This is a partial transcript of "The Big Story With John Gibson," December 2, 2005, that has been edited for clarity.
DAVID ASMAN, GUEST HOST: Some new statistics indicate our counter-terrorism operations in Iraq are actually working. U.S. military officials say the number of suicide bombings fell to their lowest levels in seven months.
One of those explosions that did take place several weeks ago in Baghdad, we've now learned was the work of a female suicide bomber seen here. She's a European woman. She was from Belgium. No one was killed, thankfully, but her.
Now she is the first Western woman to carry out a suicide bombing in Iraq. So is this a sample of what's to come? Are jihadists using western women to carry out their dirty deeds?
Let's talk about that with terrorism analyst Walid Phares. He's the author of "Future Jihad: Terrorist Strategies Against America."
Mr. Phares, did you see this coming?
WALID PHARES, AUTHOR, "FUTURE JIHAD": Well, of course, actually one of the chapters of the book I was talking about what I called mutant jihad, meaning a second and third generation of either immigrants, who on purpose are jihadists, married westerners to get legal protection, or who basically convinced their spouse to join that jihad.
ASMAN: Well, it seems to be the latter in this case. That is this is a woman who was not, as far as I know, of Arabic of Muslim origins. She just dated some Arabic men, a Turkish guy and also another Muslim, who finally, apparently, talked her into this, right?
PHARES: Yes, of course, but basically this is part of the manual of Al Qaeda and of other jihadist groups that is to choose, select an individual who because of emotional relationship or because of other stresses or because of ideological conviction would basically follow them. But this is creating some sort of trouble among the jihadists because really they don't like to see women in general be involved in the warfare, but some clerics said we'll allow them to do so.
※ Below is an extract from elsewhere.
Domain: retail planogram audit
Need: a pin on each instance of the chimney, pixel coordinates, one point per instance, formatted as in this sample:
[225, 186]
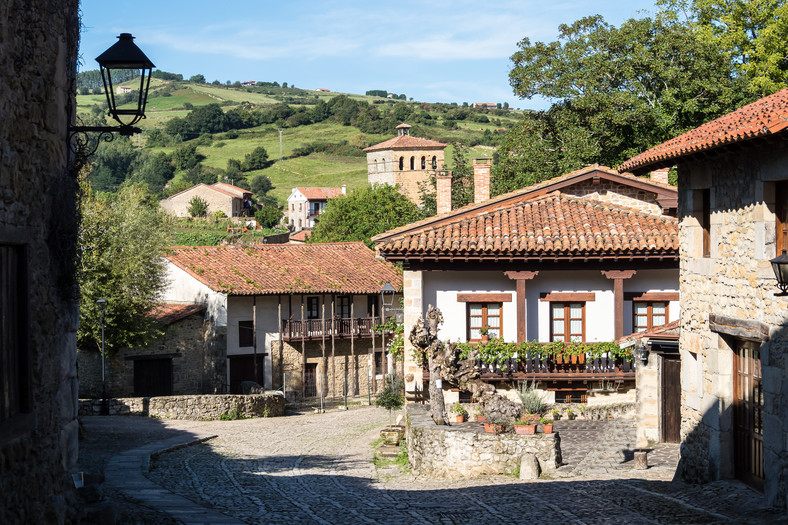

ASMAN: Now it's hardly fair to say that this is a trend as of now. We have this one woman, obviously a very disturbed woman. I mean, anybody who does this is disturbed. In this case particularly since she's from the western background, doesn't have any kind of inkling that this is going to happen.
But is it a trend? Is it more than this one case?
PHARES: It is a trend in terms of what we're seeing now international women. We had Palestinian woman. We had Chechnian woman. And now Belgium woman. That is a trend by itself. But to say that we have in the future western European females joining Jihad in big numbers we don't know yet. We'll see.
ASMAN: Now, there was also, this happened about a year-and-a-half, two years ago, the assassination in Holland as we're talking about Europe right now of this filmmaker, Theo van Gogh, his last name, there is a picture of him. I think he was the great grand nephew of Vincent van Gogh.
Targeted assassinations, are we going to be seeing more of those?
PHARES: We are going to see, unfortunately, more of those. I've been reading the literature of the jihadists. I was, myself, an expert witness in a Dutch case of terrorism just one year before the assassination.
And we saw in the literature more calls for assassinations of intellectuals of people who are obstructing them, including Muslim moderates and some liberals.
ASMAN: The fact that we haven't seen these so far, is that a credit to intel efforts internationally?
PHARES: Well, 50 percent possibly after 9/11.
The other 50 percent is that whenever you have the beginning of a trend it stretches over one year, two years, three years. It's only after the second type of assassination that you can see that there is a line out there.
ASMAN: Now, finally and we've talked about this. Europeans don't assimilate foreign groups into their culture as well as the United States does. We've got foreigners who come here from all over the world. They all become Americans, so to speak.
It doesn't happen in France. It doesn't happen in Germany. In Holland, apparently it didn't happen either. Is this the future of Europe? Is Europe going to be where the hot spots of terrorism are as opposed to the United States?
PHARES: Well, immigration countries such as Australia, Canada, New Zealand and the United States are, you know, by nature absorbing minorities.
In Europe all the laws are there, all the welfare is there, but the ideological clash in Europe is older than the United States. So we're going to see it more so in Europe, but possibly also in the United States.
ASMAN: And assimilation is key. Where you don't have assimilation you have these groups, these ghettoizations of various ethnic groups and that causes problems.
Walid Phares. "Future Jihad" is the name of his book in which he predicted that something like this was going to happen.
Great to see you, Walid, thanks for coming in.